Dit verplaatsen was noodzakelijk, omdat de lokatie in de Jacob Corneliszstraat bestemd was voor nieuwbouwactiviteiten. Het Comité vroeg toestemming voor de verplaatsing en verzocht tevens het Gemeentebestuur zorg te willen dragen voor het onderhoud van het monument nadat het was verplaatst.
Het Gemeentebestuur deelde echter mede, dat men zich vervoegen moest bij de Minister van Onderwijs, Kunsten en Wetenschappen, welke zich liet adviseren door de Commissie van Advies voor Oorlogs- en Vredesgedenktekens in Noord-Holland. Dit leidde echter tot een langdurig gekrakeel over mooi en lelijk, getuige de brief van 2 oktober 1946 van de voorzitter van het “Comité Bevrijdingsfeesten 1945” aan het College van B. en W.: Zoals u wellicht bekend zal zijn, ben ik reeds zeer lange tijd in onderhandeling met de Commissie van Advies voor Oorlogs- en Vredesgedenktekens in Noord-Holland, inzake het in onze gemeente op te richten monument, waarvoor de grondstoffen reeds aanwezig zijn. Ik verkeerde in de mening, dat het nu eindelijk zover was, dat ik de vergunning zeer spoedig tegemoet kon zien en was dan ook verheugd een dezer dagen een schrijven van die Commissie te ontvangen. Wie schetst echter mijn verbazing, toen ik bijgaand schrijven las. En dat na al de vragenlijsten, die ik ingevuld heb en alle m.i. flauwe kul, wat er meer verband mee hield. Bureaucratie ten top gedreven.

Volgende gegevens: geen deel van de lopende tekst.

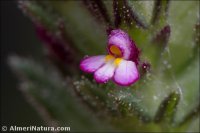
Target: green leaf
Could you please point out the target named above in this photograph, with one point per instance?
(182, 22)
(167, 108)
(55, 96)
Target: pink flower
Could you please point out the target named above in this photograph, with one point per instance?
(120, 64)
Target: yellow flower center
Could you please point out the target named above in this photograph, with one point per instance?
(109, 57)
(115, 50)
(117, 61)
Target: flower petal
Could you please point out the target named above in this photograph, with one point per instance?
(126, 73)
(120, 41)
(91, 64)
(103, 74)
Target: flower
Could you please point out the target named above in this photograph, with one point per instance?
(120, 64)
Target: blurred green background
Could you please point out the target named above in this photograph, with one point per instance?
(17, 37)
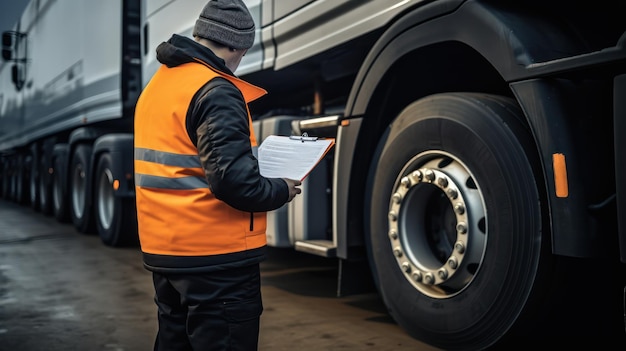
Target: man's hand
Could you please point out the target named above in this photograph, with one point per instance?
(293, 188)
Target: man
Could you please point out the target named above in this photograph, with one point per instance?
(201, 202)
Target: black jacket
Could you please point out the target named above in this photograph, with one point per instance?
(217, 124)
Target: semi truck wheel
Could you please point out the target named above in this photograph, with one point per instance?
(115, 216)
(33, 178)
(80, 173)
(60, 202)
(458, 237)
(45, 190)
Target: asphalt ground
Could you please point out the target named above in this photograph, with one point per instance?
(63, 291)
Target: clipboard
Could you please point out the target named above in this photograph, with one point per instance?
(292, 157)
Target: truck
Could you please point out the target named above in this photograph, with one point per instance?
(462, 185)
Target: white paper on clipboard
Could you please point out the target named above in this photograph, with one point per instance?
(291, 157)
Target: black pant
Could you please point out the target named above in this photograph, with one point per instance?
(219, 310)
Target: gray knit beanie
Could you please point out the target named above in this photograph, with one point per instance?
(227, 22)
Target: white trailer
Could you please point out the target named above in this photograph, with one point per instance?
(477, 176)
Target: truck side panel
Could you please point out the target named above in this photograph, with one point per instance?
(68, 82)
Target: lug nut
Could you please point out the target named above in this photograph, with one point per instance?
(396, 198)
(417, 276)
(452, 262)
(393, 216)
(443, 182)
(452, 193)
(406, 267)
(430, 175)
(393, 234)
(461, 228)
(459, 247)
(429, 278)
(405, 182)
(417, 176)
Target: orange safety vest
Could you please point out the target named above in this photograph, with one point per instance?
(177, 213)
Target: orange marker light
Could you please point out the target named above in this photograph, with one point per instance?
(560, 175)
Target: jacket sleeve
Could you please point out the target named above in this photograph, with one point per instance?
(219, 119)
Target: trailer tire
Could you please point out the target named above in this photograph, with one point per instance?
(80, 173)
(449, 274)
(34, 175)
(45, 189)
(115, 216)
(60, 201)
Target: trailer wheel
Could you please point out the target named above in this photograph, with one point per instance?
(79, 186)
(34, 175)
(456, 223)
(60, 201)
(115, 216)
(45, 190)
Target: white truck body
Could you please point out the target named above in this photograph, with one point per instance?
(478, 171)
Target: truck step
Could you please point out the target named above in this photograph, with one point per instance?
(325, 248)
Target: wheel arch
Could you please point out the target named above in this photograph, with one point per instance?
(120, 146)
(471, 48)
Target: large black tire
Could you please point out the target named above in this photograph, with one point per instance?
(45, 188)
(60, 200)
(457, 223)
(116, 218)
(34, 175)
(80, 173)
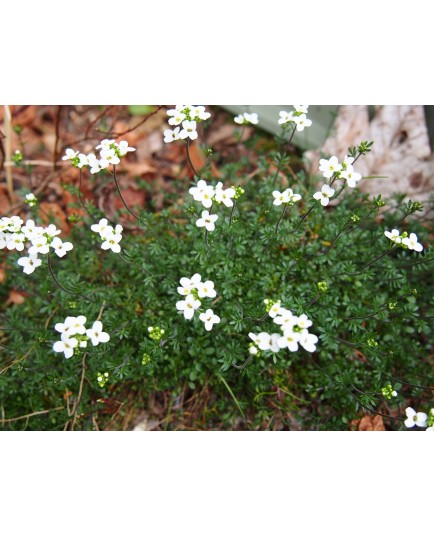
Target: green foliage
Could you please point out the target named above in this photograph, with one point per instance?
(373, 317)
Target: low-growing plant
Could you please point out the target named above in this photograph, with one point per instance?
(257, 299)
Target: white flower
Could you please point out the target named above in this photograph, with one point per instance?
(177, 117)
(66, 345)
(293, 198)
(171, 135)
(93, 163)
(100, 227)
(206, 290)
(16, 241)
(413, 418)
(60, 248)
(188, 130)
(198, 112)
(324, 195)
(51, 230)
(274, 309)
(13, 224)
(301, 108)
(188, 306)
(224, 196)
(124, 148)
(289, 340)
(83, 160)
(108, 157)
(31, 199)
(308, 340)
(207, 220)
(301, 121)
(96, 334)
(286, 197)
(31, 231)
(39, 245)
(70, 153)
(209, 318)
(187, 285)
(245, 118)
(303, 322)
(4, 237)
(347, 163)
(66, 327)
(29, 263)
(394, 236)
(112, 240)
(268, 341)
(76, 325)
(280, 197)
(412, 243)
(203, 192)
(105, 145)
(285, 117)
(350, 176)
(329, 167)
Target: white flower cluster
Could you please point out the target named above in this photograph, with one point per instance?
(193, 289)
(110, 237)
(247, 119)
(294, 332)
(297, 116)
(288, 197)
(189, 116)
(205, 193)
(16, 236)
(75, 335)
(111, 152)
(403, 240)
(416, 418)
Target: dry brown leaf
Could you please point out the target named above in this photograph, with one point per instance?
(372, 423)
(401, 149)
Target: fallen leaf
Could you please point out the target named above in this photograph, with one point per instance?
(372, 423)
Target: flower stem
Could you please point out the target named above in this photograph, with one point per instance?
(80, 196)
(50, 269)
(304, 216)
(120, 195)
(285, 208)
(232, 213)
(283, 156)
(189, 159)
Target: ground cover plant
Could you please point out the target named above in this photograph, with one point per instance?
(247, 300)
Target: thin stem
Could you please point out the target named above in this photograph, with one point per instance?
(80, 197)
(283, 156)
(77, 402)
(189, 159)
(232, 213)
(357, 398)
(285, 208)
(50, 269)
(8, 150)
(120, 195)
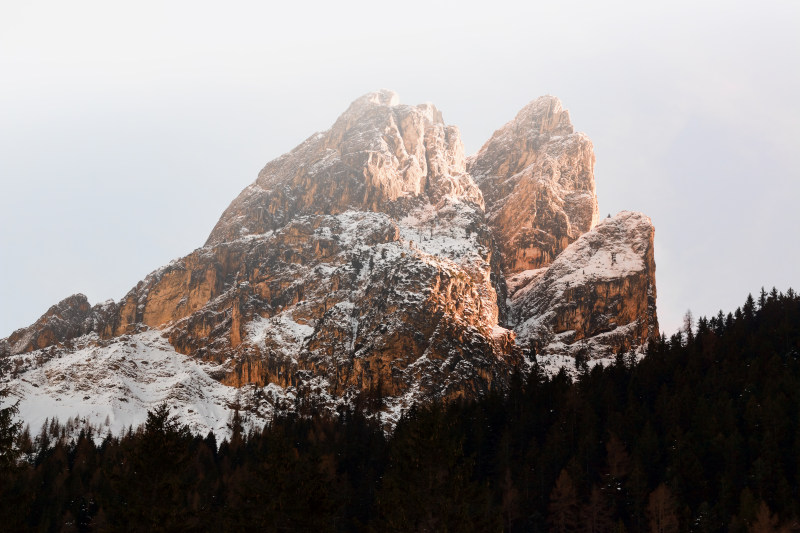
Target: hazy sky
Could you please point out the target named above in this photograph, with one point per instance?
(126, 129)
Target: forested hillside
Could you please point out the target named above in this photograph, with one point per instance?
(700, 435)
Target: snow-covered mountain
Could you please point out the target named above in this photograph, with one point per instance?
(373, 260)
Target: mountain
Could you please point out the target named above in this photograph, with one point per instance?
(374, 260)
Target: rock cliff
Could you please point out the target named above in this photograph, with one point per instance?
(537, 178)
(375, 259)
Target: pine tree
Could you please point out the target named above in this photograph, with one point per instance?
(9, 429)
(662, 511)
(563, 508)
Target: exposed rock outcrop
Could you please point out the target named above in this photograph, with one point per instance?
(537, 178)
(369, 259)
(597, 297)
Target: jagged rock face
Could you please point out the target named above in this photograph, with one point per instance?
(366, 260)
(378, 156)
(537, 178)
(69, 318)
(598, 296)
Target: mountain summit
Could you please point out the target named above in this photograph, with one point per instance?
(373, 261)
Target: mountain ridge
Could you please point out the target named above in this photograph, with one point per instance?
(376, 256)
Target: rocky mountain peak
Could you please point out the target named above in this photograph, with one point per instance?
(537, 178)
(372, 260)
(379, 155)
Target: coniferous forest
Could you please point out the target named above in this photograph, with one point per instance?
(702, 434)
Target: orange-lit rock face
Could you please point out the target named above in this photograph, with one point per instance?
(537, 177)
(368, 258)
(378, 156)
(598, 295)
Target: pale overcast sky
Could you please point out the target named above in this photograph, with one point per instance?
(127, 128)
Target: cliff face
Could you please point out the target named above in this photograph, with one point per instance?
(378, 156)
(369, 261)
(537, 177)
(598, 297)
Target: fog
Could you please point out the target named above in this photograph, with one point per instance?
(126, 130)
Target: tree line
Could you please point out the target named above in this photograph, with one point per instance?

Ik heb over dit schrijven eens goed nagedacht, maar ik kan me toch niet loslaten van de gedachte, dat het hier gaat om een of andere beeldhouwersorganisatie of i.d. werk te verschaffen. Op zichzelf heel lofwaardig, maar wat hebben wij er aan? Wij hebben alles, de materialen, de plek, waar het moet komen en het geld om het op te bouwen en de mensen vonden het indertijd heel mooi. Wie moet het tenslotte nou mooi vinden, de Oostzaners, of zij daar in Haarlem, die misschien Ă©Ă©n keer of misschien helemaal niet komen kijken en het nooit weer zien?

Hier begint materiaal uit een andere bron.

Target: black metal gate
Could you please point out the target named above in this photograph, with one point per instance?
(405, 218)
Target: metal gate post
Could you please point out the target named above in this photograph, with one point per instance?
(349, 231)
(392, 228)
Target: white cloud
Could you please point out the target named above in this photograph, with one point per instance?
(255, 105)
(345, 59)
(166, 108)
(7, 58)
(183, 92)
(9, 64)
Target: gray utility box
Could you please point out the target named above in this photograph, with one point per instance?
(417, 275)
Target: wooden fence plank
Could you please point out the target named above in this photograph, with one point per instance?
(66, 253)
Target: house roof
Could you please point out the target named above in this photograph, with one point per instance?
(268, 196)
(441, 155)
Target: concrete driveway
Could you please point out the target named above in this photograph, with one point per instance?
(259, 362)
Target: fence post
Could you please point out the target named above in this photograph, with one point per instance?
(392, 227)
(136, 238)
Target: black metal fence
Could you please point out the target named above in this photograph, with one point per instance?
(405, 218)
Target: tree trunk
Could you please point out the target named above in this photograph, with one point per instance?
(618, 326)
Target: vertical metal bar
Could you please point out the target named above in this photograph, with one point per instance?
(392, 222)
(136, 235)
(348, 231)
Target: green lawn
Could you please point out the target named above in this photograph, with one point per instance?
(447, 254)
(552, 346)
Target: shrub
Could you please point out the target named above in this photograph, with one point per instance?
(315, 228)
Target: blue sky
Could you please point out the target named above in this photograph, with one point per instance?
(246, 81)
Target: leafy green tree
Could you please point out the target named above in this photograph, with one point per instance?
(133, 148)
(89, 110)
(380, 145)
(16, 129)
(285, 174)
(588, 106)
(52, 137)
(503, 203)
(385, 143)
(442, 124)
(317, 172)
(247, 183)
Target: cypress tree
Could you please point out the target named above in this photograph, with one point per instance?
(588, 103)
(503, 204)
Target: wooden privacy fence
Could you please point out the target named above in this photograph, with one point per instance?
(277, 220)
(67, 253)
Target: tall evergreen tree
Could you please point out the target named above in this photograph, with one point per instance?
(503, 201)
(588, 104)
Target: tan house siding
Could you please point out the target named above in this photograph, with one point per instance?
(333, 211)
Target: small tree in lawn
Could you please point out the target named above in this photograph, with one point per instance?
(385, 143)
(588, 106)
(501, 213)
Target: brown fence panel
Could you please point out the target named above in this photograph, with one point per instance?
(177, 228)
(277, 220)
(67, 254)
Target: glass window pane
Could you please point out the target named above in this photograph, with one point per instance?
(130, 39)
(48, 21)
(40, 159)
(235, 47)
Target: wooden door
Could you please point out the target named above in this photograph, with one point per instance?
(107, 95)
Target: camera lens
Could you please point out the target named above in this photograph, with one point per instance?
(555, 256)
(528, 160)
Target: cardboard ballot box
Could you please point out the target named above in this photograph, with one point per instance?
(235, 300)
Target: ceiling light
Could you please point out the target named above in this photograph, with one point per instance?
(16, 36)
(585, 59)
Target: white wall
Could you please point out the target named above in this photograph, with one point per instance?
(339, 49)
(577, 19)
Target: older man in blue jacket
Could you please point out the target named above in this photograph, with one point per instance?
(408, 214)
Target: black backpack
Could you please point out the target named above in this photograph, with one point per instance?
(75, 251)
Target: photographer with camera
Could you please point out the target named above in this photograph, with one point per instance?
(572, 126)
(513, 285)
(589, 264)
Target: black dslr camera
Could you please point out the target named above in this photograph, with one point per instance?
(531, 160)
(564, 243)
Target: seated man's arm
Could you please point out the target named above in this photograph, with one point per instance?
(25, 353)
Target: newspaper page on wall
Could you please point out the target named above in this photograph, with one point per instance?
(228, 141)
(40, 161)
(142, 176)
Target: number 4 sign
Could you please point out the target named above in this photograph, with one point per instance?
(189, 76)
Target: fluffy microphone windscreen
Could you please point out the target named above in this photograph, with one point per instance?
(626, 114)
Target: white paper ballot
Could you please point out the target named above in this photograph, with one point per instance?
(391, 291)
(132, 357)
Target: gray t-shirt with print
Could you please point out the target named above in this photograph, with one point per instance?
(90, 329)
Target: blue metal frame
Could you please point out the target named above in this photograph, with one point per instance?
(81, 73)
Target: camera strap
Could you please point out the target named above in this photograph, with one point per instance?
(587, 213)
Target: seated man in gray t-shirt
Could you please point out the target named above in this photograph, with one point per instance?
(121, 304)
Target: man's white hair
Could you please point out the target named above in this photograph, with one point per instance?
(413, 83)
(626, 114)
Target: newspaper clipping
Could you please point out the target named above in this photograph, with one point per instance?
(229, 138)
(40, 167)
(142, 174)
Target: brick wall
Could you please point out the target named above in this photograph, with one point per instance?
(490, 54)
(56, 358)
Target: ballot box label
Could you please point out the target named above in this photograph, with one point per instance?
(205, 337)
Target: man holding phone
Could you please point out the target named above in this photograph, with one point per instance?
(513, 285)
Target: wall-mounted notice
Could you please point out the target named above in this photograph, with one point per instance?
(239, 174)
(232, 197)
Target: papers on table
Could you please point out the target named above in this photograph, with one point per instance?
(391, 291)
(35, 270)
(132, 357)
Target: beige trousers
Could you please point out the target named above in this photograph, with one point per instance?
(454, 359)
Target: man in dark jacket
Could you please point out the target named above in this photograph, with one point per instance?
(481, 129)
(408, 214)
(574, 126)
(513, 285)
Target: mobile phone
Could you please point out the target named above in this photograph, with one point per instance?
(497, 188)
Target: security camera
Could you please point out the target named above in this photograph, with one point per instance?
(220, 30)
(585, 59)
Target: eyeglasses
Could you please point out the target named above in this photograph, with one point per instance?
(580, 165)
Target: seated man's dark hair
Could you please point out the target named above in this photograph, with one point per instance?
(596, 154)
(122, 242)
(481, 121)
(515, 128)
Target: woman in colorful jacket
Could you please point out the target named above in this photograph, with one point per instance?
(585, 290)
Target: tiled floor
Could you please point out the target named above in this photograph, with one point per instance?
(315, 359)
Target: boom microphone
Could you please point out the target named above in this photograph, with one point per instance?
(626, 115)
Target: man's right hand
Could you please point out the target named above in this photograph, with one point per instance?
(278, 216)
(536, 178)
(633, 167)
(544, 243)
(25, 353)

Ik zou het daarom op prijs stellen, als de verdere behandeling door B.& W. zou kunnen geschieden. Misschien dat u een wat hogere toon kan aanslaan en dat het papier van de gemeente meer indruk maakt. Er moet nu toch eens een eind aan komen. Er is bijna alweer oorlog. . . . Vanzelfsprekend ben ik gaarne tot verdere inlichtingen en verdere medewerking bereid. Inmiddels hoogachtend,
T. Bakker, Voorz. Feestcom. 1945.
Bemoeienis van het Gemeentebestuur mocht echter ook niet baten. Binnen Oostzaan was er eveneens weerstand. Niet iedereen had waardering voor de plaatsing van het monument bij de begraafplaats. Op 22 januari 1947 ontving het Gemeentebestuur een schrijven van architect W. Brouwer. Hieruit het volgende citaat:
De aesthetische kwaliteit van het monument is niet van een gehalte, dat het een kerkgebouw als achtergrond kan verdragen. Dit monument zeg niets. Het is alleen een pyloontje, waarop een bal rust. (einde citaat)

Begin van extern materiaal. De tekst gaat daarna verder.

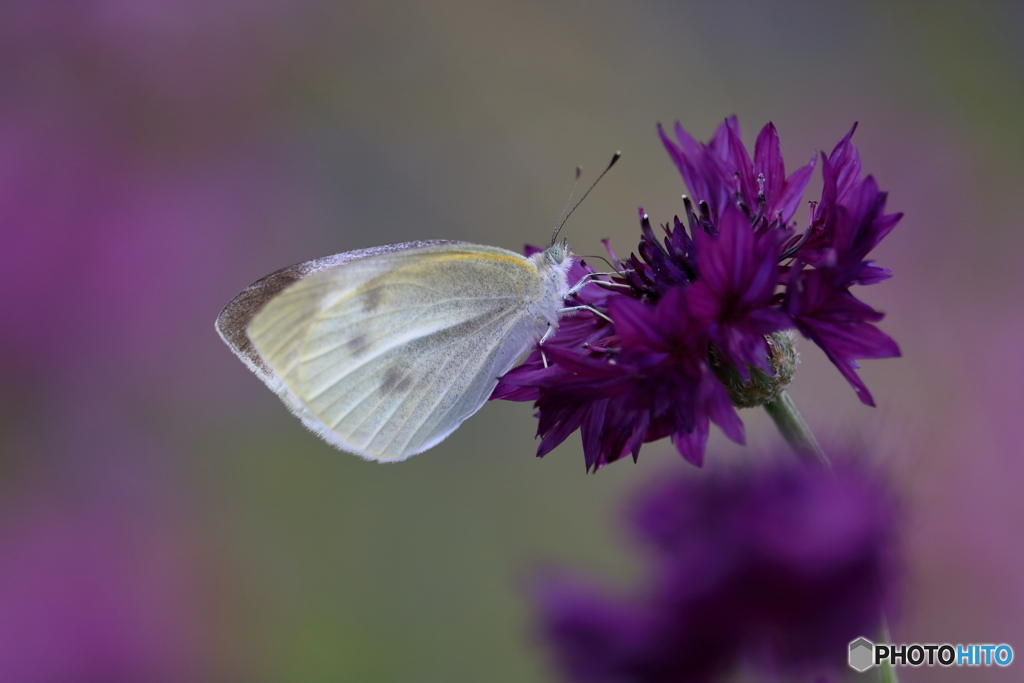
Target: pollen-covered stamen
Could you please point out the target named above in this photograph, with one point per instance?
(762, 202)
(691, 217)
(599, 347)
(706, 220)
(797, 242)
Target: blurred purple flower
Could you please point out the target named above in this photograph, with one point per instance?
(693, 303)
(94, 592)
(776, 568)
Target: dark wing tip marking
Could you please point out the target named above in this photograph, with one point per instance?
(232, 323)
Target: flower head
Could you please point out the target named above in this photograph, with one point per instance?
(701, 302)
(775, 568)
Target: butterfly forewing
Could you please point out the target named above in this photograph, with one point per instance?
(386, 355)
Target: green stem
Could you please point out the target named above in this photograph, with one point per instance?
(887, 673)
(796, 432)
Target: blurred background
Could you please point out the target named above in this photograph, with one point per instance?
(164, 518)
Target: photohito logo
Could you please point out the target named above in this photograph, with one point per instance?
(864, 654)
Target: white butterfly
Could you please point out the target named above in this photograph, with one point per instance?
(383, 352)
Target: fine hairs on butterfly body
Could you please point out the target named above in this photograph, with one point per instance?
(383, 352)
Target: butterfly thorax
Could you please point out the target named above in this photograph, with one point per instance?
(553, 265)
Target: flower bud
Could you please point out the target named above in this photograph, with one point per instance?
(762, 387)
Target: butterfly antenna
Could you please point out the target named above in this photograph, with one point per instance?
(606, 169)
(571, 193)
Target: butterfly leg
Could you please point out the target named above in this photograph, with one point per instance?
(586, 281)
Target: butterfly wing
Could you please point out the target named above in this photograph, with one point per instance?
(384, 352)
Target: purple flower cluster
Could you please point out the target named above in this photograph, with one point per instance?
(775, 568)
(707, 294)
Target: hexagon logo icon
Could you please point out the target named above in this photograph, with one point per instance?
(861, 654)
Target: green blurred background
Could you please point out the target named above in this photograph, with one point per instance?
(164, 518)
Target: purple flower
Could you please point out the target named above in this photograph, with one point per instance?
(776, 568)
(698, 304)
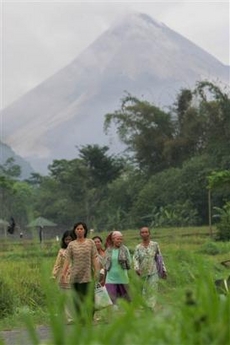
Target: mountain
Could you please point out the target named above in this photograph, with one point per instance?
(136, 54)
(7, 152)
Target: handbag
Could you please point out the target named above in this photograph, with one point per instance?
(160, 266)
(101, 297)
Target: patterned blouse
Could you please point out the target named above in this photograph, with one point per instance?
(144, 258)
(57, 270)
(81, 256)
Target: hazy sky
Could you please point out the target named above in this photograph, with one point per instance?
(40, 37)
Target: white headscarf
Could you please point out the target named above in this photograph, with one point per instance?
(116, 233)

Al deze tegenstand werd het Comité te veel. Men stelde op 19 juni 1947 aan alle betrokkenen voor om van de herplaatsing af te zien. Het monument was inmiddels gedemonteerd en elders opgeslagen. Het voor herplaatsing beschikbare geld (f.1.711,18 ½) kon worden aangewend voor het vervangen van de in 1943 door de Duitsers gestolen kerkklok. De materialen voor de herbouw van het monument konden worden verkocht.